Born in Barking, Essex, on 8 December 1915, George Smith left school at sixteen to work as a clerk in the Russian Oil Company. He then trained as an architect at Exeter University and in 1939 began to draw cartoons. At first he signed them with his initials GWS, but this eventually developed into the pen-name "Gus".

During the Second World War Smith served with the Royal Army Service Corps, achieving the rank of captain, and on demobilisation he worked as a surveyor for Shell-Mex while still freelancing as a cartoonist for such publications as Punch, Radio Times, Everybody's, Sketch, Bystander, John Bull, Lilliput and Men Only.
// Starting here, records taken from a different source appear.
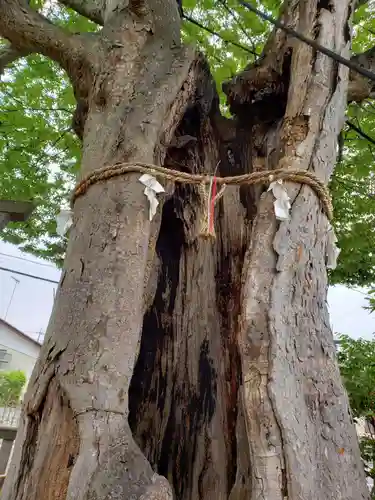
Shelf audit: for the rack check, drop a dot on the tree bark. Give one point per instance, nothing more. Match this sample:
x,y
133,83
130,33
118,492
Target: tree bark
x,y
176,367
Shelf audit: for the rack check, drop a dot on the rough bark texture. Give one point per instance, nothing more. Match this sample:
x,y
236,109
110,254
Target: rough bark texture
x,y
175,366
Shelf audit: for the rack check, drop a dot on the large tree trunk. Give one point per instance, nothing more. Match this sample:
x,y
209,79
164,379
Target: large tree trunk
x,y
208,363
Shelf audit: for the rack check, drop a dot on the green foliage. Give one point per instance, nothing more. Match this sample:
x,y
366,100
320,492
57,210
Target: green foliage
x,y
357,365
11,385
39,154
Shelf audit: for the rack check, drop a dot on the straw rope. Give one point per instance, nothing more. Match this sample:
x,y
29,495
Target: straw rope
x,y
204,181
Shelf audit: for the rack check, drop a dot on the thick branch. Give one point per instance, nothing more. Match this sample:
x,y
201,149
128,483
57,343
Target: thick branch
x,y
91,9
9,55
29,31
361,88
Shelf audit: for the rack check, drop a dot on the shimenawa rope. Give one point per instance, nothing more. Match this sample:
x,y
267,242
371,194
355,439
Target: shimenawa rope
x,y
206,181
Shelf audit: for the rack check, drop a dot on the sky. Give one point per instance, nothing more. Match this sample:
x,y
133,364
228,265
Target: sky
x,y
27,302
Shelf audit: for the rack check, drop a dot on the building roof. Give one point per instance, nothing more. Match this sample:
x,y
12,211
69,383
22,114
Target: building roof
x,y
18,332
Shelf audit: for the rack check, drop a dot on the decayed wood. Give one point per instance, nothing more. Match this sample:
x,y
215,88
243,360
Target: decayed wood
x,y
297,408
176,366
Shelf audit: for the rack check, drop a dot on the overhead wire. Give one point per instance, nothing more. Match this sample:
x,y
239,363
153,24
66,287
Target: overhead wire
x,y
7,269
312,43
27,260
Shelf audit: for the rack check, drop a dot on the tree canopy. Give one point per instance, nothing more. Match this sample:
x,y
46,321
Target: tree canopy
x,y
357,365
40,154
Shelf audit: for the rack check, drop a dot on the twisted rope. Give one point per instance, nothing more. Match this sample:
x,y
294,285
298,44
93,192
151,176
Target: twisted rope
x,y
266,177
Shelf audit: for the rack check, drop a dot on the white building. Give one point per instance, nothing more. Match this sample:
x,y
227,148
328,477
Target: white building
x,y
17,350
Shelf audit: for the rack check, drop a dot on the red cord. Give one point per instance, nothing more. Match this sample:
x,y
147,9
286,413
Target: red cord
x,y
213,196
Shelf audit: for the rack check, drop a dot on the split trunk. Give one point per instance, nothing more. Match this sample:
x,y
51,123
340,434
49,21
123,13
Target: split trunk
x,y
176,366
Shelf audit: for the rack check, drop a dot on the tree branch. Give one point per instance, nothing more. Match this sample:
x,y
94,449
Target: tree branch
x,y
91,9
360,88
10,54
29,31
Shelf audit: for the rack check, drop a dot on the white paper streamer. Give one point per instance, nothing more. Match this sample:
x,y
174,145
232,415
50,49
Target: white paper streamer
x,y
332,250
282,200
64,221
153,187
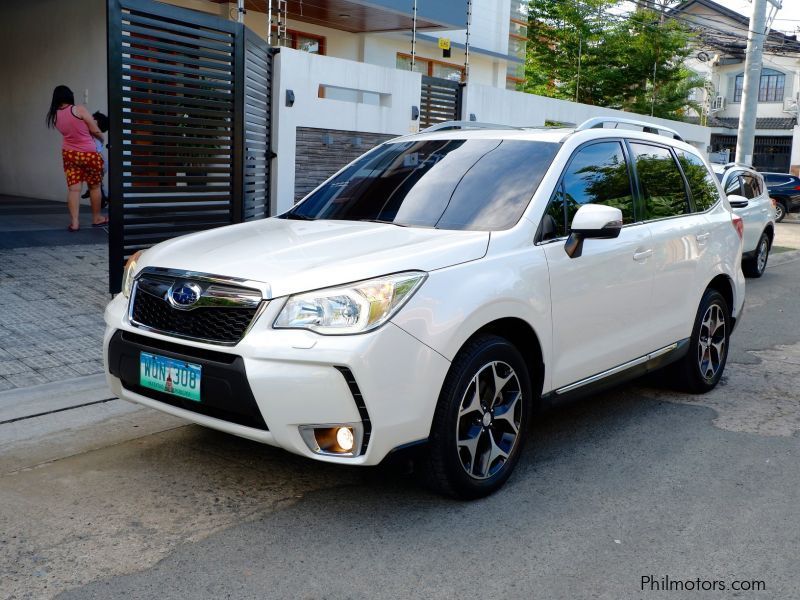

In 1946 Smith joined the BBC's Overseas Service, but in 1953 he became staff pocket cartoonist on the Evening News, to which he had been a freelance contributor. On the Evening News he was also inventor of the "Spot the Difference" cartoon. In addition he designed posters for the Royal Society of the Prevention of Accidents and illustrated more than 200 textbooks for English as a foreign language for publishers in Germany, Sweden, Denmark and Norway. Smith worked with a fine nib pen. He left the Evening News in 1972, and died at Fleet in Hampshire on 19 June 1999.

  • Denis Gifford "Obituary: George Smith", Independent, 28 June 1999, p.6.
  • Mark Bryant Dictionary of Twentieth-Century British Cartoonists and Caricaturists (Ashgate, Aldershot, 2000), p.210.